Dalam konteks pilkada, sesungguhnya rakyat memiliki kedaulatan yang besar. Kedaulatan ini akan semakin nyata apabila rakyat bersatu. Kesatuan bisa dibangun apabila rakyat mempunyai tujuan yang sama; Garut berubah secara fundamental. Perubahan dimjulai dari diri sendiri dengan tidak mempercayai suber kekuasaan dari partai yang telah menjadikan Garut carut-marut seperti sekarang ini. Undang-undang memberikan kesempatan kepada rakyat seluas-luasnya untuk menentukan sendiri pemimpinnya. Bukanlah kita selama ini kecewa dengan sepak terjang para anggota dewan? Rakyat, sekaranglah saatnya memilih!
Apabila partai-partai bisa berkoalisi, rakyat pun bisa. Didasari ketidakpercayaan terhadap partai, merasa didzolimi, dikhianati para anggota dewan yang notabene orang partai, persatuan akan bisa terwujud.
Partai-partai berkoalisi tentunya mempunyai tujuan ingin merebut kekuasaan. Ketika kekuasaan itu diraih, tentunya harus dibagi-bagikan kepada partai-partai yang merasa berjasa telah mengantarkan calon ke singgasana kekuasaan. Akhirnya kekuasaan itu hanya digunakan untuk mengatur siapa mendapatkan apa. Manakala penjatahan ini tidak proporsional, maka otomatis akan terjadi konflik yang berkepanjangan yang pada akhirnya rakyat juga yang menjadi korban.

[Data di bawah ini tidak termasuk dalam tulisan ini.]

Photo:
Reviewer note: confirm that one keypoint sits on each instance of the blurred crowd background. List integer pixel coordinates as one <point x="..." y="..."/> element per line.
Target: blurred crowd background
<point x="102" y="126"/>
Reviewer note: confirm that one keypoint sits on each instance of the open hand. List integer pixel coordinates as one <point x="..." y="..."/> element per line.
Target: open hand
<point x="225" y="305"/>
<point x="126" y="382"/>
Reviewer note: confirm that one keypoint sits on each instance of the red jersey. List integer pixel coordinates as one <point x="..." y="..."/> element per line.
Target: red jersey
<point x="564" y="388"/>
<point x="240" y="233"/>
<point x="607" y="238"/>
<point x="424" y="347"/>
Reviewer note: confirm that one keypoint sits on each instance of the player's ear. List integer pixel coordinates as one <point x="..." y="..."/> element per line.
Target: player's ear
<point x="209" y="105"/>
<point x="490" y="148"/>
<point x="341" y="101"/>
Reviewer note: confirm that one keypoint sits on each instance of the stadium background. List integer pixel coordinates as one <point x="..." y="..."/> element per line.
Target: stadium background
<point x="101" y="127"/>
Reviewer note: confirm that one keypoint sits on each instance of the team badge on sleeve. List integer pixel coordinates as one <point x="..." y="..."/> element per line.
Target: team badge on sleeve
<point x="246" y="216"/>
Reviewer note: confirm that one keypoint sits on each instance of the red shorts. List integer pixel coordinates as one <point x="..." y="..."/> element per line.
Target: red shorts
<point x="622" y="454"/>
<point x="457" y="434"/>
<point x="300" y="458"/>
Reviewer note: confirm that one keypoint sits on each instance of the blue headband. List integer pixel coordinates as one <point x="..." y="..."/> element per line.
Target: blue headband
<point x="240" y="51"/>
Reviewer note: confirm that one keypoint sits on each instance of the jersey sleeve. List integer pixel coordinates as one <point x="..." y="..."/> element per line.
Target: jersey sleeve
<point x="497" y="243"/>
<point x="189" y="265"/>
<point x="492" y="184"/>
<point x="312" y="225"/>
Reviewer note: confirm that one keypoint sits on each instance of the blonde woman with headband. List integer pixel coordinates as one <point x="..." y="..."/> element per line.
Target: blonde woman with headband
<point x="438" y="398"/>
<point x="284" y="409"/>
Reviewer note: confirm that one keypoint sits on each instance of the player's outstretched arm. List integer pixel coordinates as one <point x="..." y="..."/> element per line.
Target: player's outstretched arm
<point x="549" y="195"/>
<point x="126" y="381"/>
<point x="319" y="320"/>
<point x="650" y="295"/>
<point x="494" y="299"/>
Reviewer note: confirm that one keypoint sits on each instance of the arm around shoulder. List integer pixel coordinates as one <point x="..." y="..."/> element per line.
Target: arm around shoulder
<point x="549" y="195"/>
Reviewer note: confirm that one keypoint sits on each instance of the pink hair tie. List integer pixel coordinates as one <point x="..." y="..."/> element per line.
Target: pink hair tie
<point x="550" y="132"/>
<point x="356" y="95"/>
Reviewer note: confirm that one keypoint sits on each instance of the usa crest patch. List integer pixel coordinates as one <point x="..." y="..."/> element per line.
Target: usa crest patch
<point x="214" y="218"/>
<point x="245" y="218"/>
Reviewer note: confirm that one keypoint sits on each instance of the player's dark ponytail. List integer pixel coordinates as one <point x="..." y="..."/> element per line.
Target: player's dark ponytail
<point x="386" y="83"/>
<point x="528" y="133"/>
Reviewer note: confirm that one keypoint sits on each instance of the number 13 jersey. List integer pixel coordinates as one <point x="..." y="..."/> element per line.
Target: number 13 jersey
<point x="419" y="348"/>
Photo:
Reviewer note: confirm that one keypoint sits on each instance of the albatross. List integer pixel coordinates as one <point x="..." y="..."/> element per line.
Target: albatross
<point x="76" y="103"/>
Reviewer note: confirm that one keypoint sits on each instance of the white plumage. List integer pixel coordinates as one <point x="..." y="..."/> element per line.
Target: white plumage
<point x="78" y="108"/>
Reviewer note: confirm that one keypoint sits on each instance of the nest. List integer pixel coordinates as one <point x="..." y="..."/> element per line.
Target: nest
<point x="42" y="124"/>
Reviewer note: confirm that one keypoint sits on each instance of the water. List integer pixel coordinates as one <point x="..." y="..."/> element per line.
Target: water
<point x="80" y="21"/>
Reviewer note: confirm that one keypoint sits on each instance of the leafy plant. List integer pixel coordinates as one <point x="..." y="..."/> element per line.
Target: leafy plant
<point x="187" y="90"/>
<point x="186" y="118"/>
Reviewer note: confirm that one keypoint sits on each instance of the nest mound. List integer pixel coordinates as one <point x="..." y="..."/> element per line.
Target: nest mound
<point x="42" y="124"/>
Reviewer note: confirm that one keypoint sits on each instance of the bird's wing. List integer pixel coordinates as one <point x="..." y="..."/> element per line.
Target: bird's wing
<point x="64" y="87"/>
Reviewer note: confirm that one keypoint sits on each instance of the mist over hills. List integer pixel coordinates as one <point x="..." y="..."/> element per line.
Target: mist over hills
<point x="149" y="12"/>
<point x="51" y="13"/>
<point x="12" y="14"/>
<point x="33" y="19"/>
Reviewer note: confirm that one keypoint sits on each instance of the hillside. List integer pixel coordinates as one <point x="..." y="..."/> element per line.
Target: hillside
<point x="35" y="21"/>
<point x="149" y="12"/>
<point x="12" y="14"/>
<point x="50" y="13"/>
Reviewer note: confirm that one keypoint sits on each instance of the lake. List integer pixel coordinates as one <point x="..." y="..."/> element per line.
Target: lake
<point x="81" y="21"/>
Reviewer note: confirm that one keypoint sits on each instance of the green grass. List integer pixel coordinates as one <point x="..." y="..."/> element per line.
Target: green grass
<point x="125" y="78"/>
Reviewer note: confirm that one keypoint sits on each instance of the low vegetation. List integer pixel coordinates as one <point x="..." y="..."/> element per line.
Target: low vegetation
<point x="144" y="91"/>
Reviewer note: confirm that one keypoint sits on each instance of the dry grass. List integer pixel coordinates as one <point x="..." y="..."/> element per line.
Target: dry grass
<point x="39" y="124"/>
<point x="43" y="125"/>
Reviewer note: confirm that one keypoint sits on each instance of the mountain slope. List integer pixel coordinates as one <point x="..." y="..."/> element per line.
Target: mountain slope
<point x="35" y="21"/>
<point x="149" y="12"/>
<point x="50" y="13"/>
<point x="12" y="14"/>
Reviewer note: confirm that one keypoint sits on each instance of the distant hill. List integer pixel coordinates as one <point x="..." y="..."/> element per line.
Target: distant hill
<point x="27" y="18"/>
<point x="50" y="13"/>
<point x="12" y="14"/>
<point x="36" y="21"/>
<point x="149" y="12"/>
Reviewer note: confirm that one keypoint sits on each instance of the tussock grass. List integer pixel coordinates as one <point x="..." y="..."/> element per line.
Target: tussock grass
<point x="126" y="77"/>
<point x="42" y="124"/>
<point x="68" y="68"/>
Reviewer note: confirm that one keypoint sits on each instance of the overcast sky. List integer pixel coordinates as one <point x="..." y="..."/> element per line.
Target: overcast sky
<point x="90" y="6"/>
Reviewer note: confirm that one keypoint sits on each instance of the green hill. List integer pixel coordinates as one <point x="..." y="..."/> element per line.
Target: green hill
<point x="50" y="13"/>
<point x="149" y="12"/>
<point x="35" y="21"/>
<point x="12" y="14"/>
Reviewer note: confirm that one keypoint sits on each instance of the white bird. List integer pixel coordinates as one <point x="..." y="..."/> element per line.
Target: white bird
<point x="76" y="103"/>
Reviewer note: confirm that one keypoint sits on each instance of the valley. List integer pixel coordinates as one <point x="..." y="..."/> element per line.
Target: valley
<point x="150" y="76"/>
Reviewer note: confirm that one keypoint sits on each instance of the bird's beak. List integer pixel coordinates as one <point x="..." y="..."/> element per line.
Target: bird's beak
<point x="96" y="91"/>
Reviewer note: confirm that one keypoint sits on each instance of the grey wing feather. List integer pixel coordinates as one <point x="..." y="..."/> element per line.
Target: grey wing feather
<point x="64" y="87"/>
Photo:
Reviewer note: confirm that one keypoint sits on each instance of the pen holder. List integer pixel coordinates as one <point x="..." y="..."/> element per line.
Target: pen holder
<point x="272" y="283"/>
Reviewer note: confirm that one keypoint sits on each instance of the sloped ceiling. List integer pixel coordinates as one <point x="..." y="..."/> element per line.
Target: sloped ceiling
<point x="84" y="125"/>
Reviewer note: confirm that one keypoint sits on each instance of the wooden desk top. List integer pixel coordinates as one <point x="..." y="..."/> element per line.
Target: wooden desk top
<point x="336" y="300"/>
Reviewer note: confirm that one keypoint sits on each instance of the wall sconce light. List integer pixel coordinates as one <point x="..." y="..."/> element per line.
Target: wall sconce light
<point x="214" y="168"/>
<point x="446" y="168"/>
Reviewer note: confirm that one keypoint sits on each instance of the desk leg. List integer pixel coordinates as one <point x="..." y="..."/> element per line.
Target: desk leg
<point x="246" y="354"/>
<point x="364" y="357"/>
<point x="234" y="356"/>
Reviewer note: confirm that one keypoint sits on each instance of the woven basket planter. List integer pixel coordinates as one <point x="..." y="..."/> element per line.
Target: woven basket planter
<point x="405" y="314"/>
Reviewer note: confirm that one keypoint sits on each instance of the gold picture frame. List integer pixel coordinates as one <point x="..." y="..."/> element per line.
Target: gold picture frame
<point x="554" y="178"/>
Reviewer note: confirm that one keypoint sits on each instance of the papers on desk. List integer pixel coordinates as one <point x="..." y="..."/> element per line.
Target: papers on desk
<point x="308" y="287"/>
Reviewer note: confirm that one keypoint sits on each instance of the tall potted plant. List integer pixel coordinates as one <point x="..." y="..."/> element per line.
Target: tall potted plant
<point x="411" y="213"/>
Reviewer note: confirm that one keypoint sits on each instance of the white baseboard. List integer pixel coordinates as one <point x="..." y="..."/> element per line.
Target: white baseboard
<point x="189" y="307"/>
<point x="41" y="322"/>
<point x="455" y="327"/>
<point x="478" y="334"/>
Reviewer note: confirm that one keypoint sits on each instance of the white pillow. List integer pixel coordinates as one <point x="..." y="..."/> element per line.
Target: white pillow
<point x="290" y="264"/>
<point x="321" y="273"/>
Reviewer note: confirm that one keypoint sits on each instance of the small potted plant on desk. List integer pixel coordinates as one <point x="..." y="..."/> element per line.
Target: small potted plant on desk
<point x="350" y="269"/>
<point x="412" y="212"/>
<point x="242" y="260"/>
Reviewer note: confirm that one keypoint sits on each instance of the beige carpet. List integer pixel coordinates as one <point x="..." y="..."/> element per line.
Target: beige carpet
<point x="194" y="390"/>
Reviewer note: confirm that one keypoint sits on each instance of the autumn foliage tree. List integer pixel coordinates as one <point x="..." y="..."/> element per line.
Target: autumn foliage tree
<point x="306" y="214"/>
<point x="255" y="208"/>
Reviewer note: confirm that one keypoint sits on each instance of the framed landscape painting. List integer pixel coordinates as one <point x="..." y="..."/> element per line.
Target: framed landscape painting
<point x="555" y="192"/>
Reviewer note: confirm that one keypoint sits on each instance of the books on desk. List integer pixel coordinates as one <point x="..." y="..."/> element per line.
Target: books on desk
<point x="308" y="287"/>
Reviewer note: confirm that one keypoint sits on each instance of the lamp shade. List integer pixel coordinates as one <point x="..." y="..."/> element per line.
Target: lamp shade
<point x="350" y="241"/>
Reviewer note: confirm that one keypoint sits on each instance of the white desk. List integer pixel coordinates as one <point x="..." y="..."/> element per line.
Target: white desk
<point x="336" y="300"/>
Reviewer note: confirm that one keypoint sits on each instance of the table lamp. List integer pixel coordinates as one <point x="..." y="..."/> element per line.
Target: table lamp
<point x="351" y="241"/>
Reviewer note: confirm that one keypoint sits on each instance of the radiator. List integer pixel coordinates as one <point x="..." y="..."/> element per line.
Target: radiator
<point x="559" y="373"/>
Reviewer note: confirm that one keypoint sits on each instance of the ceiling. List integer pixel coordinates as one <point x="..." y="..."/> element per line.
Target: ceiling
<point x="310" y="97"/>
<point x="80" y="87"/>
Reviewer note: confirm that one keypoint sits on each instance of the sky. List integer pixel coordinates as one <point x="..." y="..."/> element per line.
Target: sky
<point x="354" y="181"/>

Banyak sekali alasan yang diajukan elit partai kepada calon yang berhasil didudukan di kursi kekuasaan. Memang mengurus partai memerlukan dana yang sangat besar, apalagi partai yang sudah mapan dan mengakar sampai ke pelosok secara tradisional. Manakala permintaan dana ini dipenuhi, ternyata bantuan tersebut tidak sampai ke kader-kader partai yang ada di daerah; dana tersebut hanya dimanfaatkan oleh segilintir elit partai. Sebaliknya, apabila permintaan tersebut tidak dipenuhi, maka kekuasaan itu akan diguncang kader-kader partai yang menjadi anggota legislatif. Inilah dilemma yang harus dihadapi oleh kepala daerah yang diusung partai.
Semestinya rakyat bangkit. Jaman sudah demikian transparan, undang-undang memberikan kesempatan dan kebebasan untuk memilih, dan kesadaran rakyat yang tinggi akan hak-hak politiknya, rakyat bisa menunjukkan kekuasaannya tanpa intervensi partai. Kalau kita tidak mempercayai lagi partai, kita jangan menerima tawaran yang diberikan. Carilah pilihan yang lain sebagai harapan baru.
Perlawanan rakyat terhadap arogansi partai hanya bisa dilakukan pada saat pencoblosan di Tempat Pemungutan Suara, sebagai bentuk penyampaian aspirasi langsung.
Garut sedang mengukit sejarah. Kita ingin menjadi bagian darinya. Jadilah pelaku sejarah!